Statistics of the literature
In summary, the applications of deep learning techniques in biomedical microscopic image analysis have experienced a significant incensement in recent years. [Figure 1] reports the number of papers published for different application types, target objects, microscopy types, and neural network structures in different years. It is obvious that the number of papers increased dramatically in the years 2017 and 2018. For 2018, our statistics only includes the first 8 months, and some of the 2018 papers are collected from open accessed preprint website like arXiv. Among different application types, segmentation and enhancement are the two most active applications, because deep learning significantly outperforms conventional methods for these applications. Comparing different target objects, cells are the most processed biological model using deep learning techniques, because the localization, classification, delineation, and counting of cells require highly automated and accurate machine learning methods. The statistics on microscopy type coincides reasonably well with the current usage frequency of different microscopic devices. Brightfield and fluorescence microscopy is widely used in biological experiments; therefore, the analysis of these images attracts most research focuses. Considering the network structures, CNN and its variants (e.g., FCN and RCNN) are most frequently investigated, due to their popularity in the image processing field. Compared to CNN, autoencoder and GAN are more suitable for image synthesis and image super-resolution; therefore, they are mostly used for image enhancement and selective target image reconstruction. The only one network type belonging to the “other” category is the deep Q-net used for classifying C. elegans embryo cell movement type;[79] this application is less general than segmentation and localization. In future years, we would expect that deep learning can be applied to more specific biological image analysis tasks, such as cell motion tracking and organism development. In that perspective, more network types such as the recurrent neural network and deep Boltzmann machine will be adopted for the future applications. | Figure 1: The number of published papers regarding the applications of deep learning for biological image processing, in terms of different application fields, target objects, publication years, microscopy types, and neural network structures
Click here to view |
Comparison with Traditional Machine Learning Methods | |  |
From methodology perspective, traditional machine learning methods commonly follow a two-step workflow of feature extraction and pattern recognition, which first extract object features (including geometrical and textural features) from the microscopic image and then use a machine learning classifier (e.g., supported vector machine and random forest) to perform the pattern recognition task based on extracted features. To achieve the best classification performance for a specific type of biological images, researchers usually spend great efforts designing feature extraction method and selecting appropriate machine learning classifier, which is tedious and subjective.
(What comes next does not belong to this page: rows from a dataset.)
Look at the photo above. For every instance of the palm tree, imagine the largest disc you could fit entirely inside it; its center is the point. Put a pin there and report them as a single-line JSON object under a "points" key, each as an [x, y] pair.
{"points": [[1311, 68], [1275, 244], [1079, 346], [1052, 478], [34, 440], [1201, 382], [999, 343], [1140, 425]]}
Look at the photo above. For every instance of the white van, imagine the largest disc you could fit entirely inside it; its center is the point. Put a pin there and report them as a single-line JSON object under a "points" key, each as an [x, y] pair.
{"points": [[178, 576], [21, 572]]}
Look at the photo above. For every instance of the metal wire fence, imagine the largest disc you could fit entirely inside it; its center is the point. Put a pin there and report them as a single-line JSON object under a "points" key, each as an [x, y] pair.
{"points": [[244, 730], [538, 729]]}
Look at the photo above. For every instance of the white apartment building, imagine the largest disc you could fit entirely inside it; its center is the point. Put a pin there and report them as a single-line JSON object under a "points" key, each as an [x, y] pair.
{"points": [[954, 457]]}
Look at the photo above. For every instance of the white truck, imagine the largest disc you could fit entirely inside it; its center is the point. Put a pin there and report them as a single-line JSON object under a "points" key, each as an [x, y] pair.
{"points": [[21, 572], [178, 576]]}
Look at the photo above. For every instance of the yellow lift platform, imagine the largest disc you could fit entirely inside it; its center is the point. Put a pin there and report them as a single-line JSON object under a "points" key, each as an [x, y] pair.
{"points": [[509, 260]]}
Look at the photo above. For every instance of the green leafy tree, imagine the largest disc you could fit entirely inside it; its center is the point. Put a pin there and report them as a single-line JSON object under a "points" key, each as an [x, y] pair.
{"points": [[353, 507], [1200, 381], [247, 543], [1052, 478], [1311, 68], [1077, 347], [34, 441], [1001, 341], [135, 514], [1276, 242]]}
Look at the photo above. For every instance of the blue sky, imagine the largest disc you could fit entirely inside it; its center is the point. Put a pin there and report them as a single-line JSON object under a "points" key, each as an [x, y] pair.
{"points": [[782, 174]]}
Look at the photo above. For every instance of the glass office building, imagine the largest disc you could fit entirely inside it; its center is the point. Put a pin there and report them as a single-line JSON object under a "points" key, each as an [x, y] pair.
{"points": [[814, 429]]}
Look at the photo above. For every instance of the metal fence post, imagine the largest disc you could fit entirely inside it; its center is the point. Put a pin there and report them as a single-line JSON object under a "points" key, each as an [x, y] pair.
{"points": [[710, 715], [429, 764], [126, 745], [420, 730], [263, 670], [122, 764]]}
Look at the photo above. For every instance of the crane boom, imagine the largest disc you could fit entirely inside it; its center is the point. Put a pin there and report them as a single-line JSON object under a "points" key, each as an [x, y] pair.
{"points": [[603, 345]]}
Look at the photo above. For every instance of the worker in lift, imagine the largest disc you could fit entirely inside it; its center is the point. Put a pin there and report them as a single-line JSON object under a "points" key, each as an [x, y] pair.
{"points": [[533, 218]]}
In contrast, deep learning methods automatically learn feature extraction and pattern recognition without human supervision. Within a deep neural network, the low-level layers (i.e., the convolutional and pooling layers) are responsible for feature extraction, and the high-level layers are responsible for pattern classification. Therefore, the burden of algorithm design is much relieved, and the algorithm performance is also improved. As revealed by several recent studies, deep learning technique leads to better classification accuracy for cell localization and segmentation,[75] bacterial colony counting,[77] cancer cell detection,[81] neuronal membrane segmentation from electron microscopy images,[97] C. elegans embryos cell video analysis,[98] etc.
Another advantage of deep learning method is the ability of inferring the information not contained in the processed image. As shown in the study of Christiansen et al.,[107] by training the neural network with coupled transmitted-light images and fluorescent images, the neural network learns the ability to predict fluorescent labels of the cells from only transmitted-light images. Moreover, the image super-resolution with deep learning methods[99],[108] can also be applied to microscopic image analysis, so as to enhance the image resolution limited by the microscopy imaging devices. These applications will dramatically extend the ability of computerized algorithms for biological microscopic image analysis and will lead to new life science discoveries which are not achievable with the traditional machine learning methods.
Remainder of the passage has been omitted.